Raya - Tawaran

Chapter 2
Tawaran

Mira terbangun dan ia mendapati paman Ron tengah sibuk mengatur berbagai macam botol berwana-warni di atas meja.

Bagaikan tahu bahwa keponakannya telah bangun. Tanpa berbalik Ia pun berujar, "Alvian datang mengunjungi kita tadi siang. Kubilang untuk menemuimu saat semua pesanan telah siap."

Mira bersedekap. Merenggangkan tubuh dari atas kursi kayu. Lalu berjalan menghampiri sang paman.

"Apa lagi yang ia inginkan? Menambah pesanan?" tanya Mira dengan kesal. Bukankah seharusnya ia bersyukur ada seorang pelanggan di toko mereka?

Paman Ron menghentikan aktifitasnya sebentar. Netranya menatap tajam deretan botol berisi cairan berwarna merah.

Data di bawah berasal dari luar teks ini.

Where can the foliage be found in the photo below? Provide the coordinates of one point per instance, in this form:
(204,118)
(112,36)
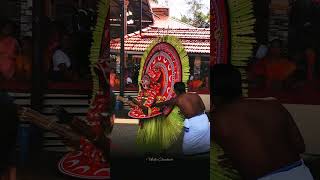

"Membawakanmu surat." Mengelurkan sebuah amplop yang terbuat dari kertas perkamen. "Sepertinya penting. Tapi aku tidak akan mengizinkanmu terlibat di dalamnya."

Mira menerima surat dengan stempel gambar seekor rubah. Paman Ron seolah tahu apa isi di dalamnya. Gadis itu membukanya cepat.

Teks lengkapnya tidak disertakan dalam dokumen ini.